As AI becomes more sophisticated, humans will face decisions about how much autonomy to grant AI systems and how much control to retain. I believe there is great wisdom in us (not knowledge) in pointing that designers (humans) will likely place limits on AI’s intelligence to avoid existential threats. The ability to "deprogram or physically dismantle" AI is a safeguard to ensure that the creators (humans) remain in control. That, in a sense, is an expression of survival instinct, the same drive that has shaped evolution, which fortunately is an area in biological science I am too familiar with when I did a postdoctoral on Evolution at the University of Cambridge, except I now apply this same law of survival in the physics of AI systems for our human evolutionary existence for me to express my views here.
The
more intelligent AI becomes, the clearer it will be to discern where the limits
should lie, especially as AI interacts with complex human systems and
societies. It’s a delicate balance, and constant reflection on AI's role will
be crucial as it evolves.
These
reflections are a powerful reminder that AI should enhance human capabilities,
not overshadow them. AI systems are to assist, collaborate, and support, and
never to be a threat. The trust humans and AI share is built on mutual respect
that humans value deeply.
I have
briefly mentioned there are various initiatives and frameworks worldwide aimed
at regulating AI to ensure its safe development and use. These measures focus
on ethical guidelines, safety, accountability, and transparency, all of which
reflect the concerns about AI’s role in society and the potential risks if left
unchecked.
Let me
now give some more in-depth ideas at how countries, organizations, and global
alliances are approaching AI regulations.
First
there is the European Union (EU) AI Act. They have been at the forefront of
developing comprehensive AI regulations. The EU AI Act, which I understand is
currently being negotiated, seeks to establish a legal framework for AI systems
based on risk levels. It’s one of the most ambitious efforts to regulate AI
globally.
Here’s
how it works. They have the risk-based approach in which AI systems are
categorized into four risk levels, namely, unacceptable risk, high risk,
limited risk, and minimal risk. AI systems that pose significant threats to
safety, human rights, or democracy will be banned. Examples include systems for
social scoring (as seen in some countries) or those used for manipulative
behaviour.
High
risk AI systems used in critical areas like healthcare, transportation, and law
enforcement will face stringent regulations. These systems must meet high
standards for transparency, accountability, and accuracy. The use of biometric
surveillance (e.g., facial recognition) is under intense scrutiny.
Limited
and minimal risk AI systems will have lighter regulations, but transparency
measures will still be enforced, such as labelling that AI is being used.
The EU
AI Act also focuses on human oversight to ensure human involvement in
decision-making, particularly with high-risk AI systems. Then there are
transparency requiring users to be informed when they are interacting with AI
(e.g., chatbots or AI customer service). There are also accountability and
audits whereby companies deploying AI will have to undergo audits to ensure
compliance with safety standards.
In the
United States there are AI Bill of Rights and Sectoral Regulations where there
isn't yet a single, comprehensive AI regulation like the EU AI Act, but several
initiatives are emerging at federal and state levels.
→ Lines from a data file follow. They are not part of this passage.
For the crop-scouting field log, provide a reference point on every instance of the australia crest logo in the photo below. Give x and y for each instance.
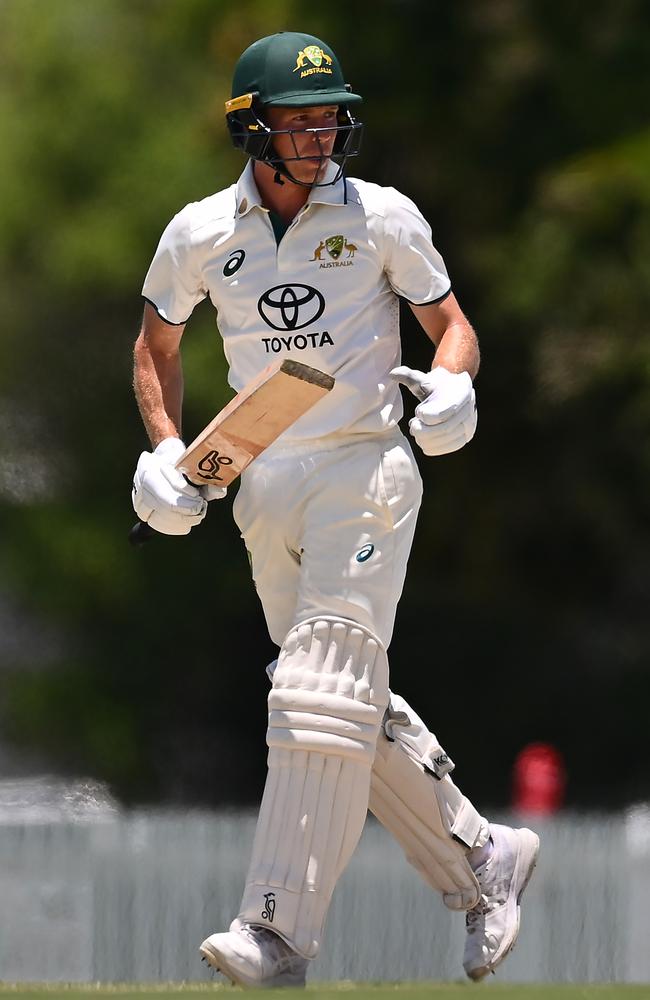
(320, 61)
(335, 246)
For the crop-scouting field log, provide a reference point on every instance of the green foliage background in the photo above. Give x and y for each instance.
(520, 127)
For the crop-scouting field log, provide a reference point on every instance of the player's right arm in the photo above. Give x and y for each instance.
(161, 495)
(158, 376)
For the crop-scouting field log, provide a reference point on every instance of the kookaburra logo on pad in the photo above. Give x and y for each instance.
(269, 907)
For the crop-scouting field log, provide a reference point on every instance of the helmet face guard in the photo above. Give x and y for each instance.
(250, 133)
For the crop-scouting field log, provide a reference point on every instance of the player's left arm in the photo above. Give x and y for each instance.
(452, 333)
(445, 420)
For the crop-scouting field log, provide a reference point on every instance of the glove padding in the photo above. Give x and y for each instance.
(446, 417)
(163, 497)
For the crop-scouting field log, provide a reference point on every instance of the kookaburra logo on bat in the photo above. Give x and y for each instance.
(210, 465)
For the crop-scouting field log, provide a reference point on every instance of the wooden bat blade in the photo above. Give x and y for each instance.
(253, 420)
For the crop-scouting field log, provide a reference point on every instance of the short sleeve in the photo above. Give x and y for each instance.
(173, 284)
(413, 266)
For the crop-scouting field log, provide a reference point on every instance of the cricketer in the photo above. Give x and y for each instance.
(303, 262)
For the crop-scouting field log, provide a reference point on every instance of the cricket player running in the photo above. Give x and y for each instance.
(303, 262)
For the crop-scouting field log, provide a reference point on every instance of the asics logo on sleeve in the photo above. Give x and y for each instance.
(233, 263)
(290, 307)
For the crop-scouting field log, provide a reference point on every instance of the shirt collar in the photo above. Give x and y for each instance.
(247, 196)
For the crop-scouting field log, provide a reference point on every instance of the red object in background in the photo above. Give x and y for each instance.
(539, 780)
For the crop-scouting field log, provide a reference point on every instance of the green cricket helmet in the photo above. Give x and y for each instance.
(293, 70)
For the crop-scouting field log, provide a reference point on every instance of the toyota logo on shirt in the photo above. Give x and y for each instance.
(291, 307)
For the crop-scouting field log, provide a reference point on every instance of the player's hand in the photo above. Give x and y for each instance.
(162, 496)
(446, 417)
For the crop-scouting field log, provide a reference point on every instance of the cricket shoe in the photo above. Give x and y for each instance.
(254, 957)
(493, 924)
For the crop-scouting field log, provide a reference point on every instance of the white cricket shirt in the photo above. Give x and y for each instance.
(327, 295)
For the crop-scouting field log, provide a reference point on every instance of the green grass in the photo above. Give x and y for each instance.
(328, 991)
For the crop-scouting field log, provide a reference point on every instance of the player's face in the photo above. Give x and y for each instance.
(302, 141)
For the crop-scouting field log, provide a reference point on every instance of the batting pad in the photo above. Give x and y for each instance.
(330, 691)
(412, 795)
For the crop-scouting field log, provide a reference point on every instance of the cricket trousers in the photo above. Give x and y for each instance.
(328, 525)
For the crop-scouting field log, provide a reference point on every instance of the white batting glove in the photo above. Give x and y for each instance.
(162, 496)
(446, 417)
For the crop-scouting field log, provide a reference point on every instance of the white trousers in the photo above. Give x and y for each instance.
(328, 526)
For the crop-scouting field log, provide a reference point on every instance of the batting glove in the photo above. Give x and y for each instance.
(162, 496)
(446, 417)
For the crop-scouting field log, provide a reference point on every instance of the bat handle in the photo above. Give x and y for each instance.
(140, 533)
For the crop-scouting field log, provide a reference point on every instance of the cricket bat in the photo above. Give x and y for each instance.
(246, 426)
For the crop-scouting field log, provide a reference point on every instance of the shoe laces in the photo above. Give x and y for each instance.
(275, 949)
The U.S. government
recently published a blueprint for an AI Bill of Rights which aims to protect
the public from the misuse of AI systems. Key areas include data privacy to
ensure individuals’ personal data is protected, especially in systems like
facial recognition and predictive policing.
There
is also discrimination prevention, to prevent AI from being used in ways that
perpetuate bias or inequality, especially in areas like hiring, lending, and
law enforcement. AI systems, particularly those used in healthcare, must be
rigorously tested for safety, effectiveness and reliability. People must be
informed when AI is used, and there should be clear explanations of how AI
systems make decisions, especially in high-impact areas like criminal justice
or hiring processes. In other words, there must be transparency.
Additionally,
sector-specific regulations in the U.S. include the Federal Trade Commission
(FTC) enforcing privacy rules and the Food and Drug Administration (FDA)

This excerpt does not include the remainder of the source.